GPU debugging playbooklink
This page aims to provide general approaches and practical tips for debugging GPU compiler/runtime correctness/performance issues in IREE.
GPUs fundamentally have similar architectures and software stacks. We target GPUs from various vendors using different GPU APIs, but they share quite a lot common infrastructure in IREE. So the approaches and tips here should be widely applicable.
For the ones that are specific to a particular kind of problem/component/GPU, they are prefixed with proper icons to be clear. Here are what those icons represents--
| Icon | Category |
|---|---|
| Correctness | |
| Performance | |
| AMD HIP/ROCm | |
| Apple Metal | |
| :simple-microsoft: | Microsoft DirectX |
| NVIDIA CUDA | |
| Vulkan |
General methodologylink
The difficulties associated with debugging typically arise from isolating the problematic component and pinpointing the culprit.
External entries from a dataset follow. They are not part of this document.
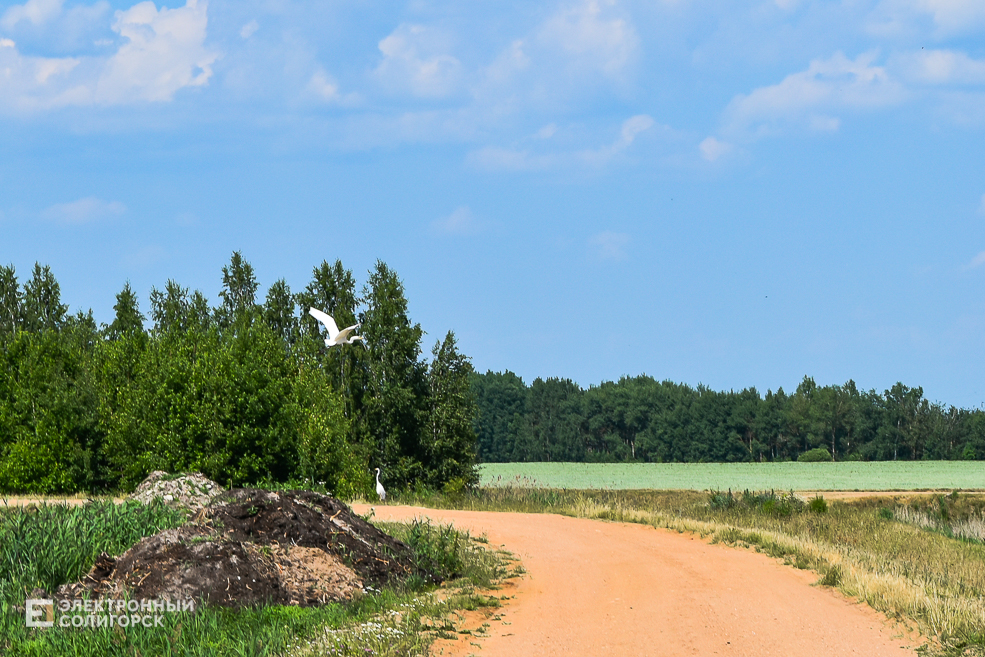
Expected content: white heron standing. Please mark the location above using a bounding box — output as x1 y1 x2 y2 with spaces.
308 307 366 348
375 468 386 502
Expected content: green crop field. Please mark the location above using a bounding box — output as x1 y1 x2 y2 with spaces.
478 461 985 491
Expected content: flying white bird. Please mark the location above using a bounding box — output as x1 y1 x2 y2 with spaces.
375 468 386 502
308 307 365 348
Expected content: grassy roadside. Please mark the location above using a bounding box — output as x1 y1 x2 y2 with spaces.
0 501 517 657
392 486 985 656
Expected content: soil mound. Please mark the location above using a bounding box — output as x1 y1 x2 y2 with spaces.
129 471 223 512
203 488 423 586
59 489 427 608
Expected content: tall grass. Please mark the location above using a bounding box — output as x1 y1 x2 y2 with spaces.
0 500 188 602
0 503 512 657
404 486 985 655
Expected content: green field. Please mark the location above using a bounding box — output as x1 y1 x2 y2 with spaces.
479 461 985 491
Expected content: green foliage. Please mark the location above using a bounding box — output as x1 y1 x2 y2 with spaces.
473 371 985 465
709 490 737 510
0 500 186 601
0 323 104 494
0 505 509 657
361 261 428 489
707 489 804 517
216 251 259 328
424 332 479 489
0 264 21 339
404 518 468 583
21 264 67 333
0 256 476 495
103 282 144 341
798 447 833 462
819 564 842 587
381 518 507 591
471 369 527 462
103 320 356 490
808 495 828 514
442 477 468 497
261 278 297 345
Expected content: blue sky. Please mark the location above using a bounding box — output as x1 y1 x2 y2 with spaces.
2 0 985 407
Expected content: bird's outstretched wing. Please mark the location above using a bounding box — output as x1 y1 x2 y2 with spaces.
336 323 361 342
308 307 340 339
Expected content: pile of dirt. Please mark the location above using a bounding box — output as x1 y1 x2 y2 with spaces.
58 488 430 608
128 471 223 512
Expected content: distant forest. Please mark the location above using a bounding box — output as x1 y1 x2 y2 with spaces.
472 372 985 464
0 255 476 495
3 255 983 495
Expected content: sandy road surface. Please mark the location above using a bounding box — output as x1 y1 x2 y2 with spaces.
355 504 919 657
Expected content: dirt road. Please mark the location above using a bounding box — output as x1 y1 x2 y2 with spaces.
355 504 918 657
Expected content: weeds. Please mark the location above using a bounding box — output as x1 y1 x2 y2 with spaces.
0 501 514 657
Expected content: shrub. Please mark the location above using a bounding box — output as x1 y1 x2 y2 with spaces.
741 489 803 517
808 495 828 514
819 564 841 587
709 490 737 510
708 489 803 517
798 447 833 462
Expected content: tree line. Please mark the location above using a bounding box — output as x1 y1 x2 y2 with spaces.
0 255 478 495
472 372 985 463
Once done, the solution typically derives naturally.
There are many components in the IREE stack; hierarchically we can categorize them into either the compiler or runtime bucket:
- For compilers, there are multiple layers from the top to the bottom--frontend input importers, IREE flow/stream compilation, IREE host/device compilation, GPU backend in LLVM proper or GPU driver compiler for SPIR-V.
- For runtime, we have fewer layers--IREE HAL drivers, and GPU driver.
Any of the above components/layers can have bugs. It's important to reduce the potential surface area to make the problem more tractable.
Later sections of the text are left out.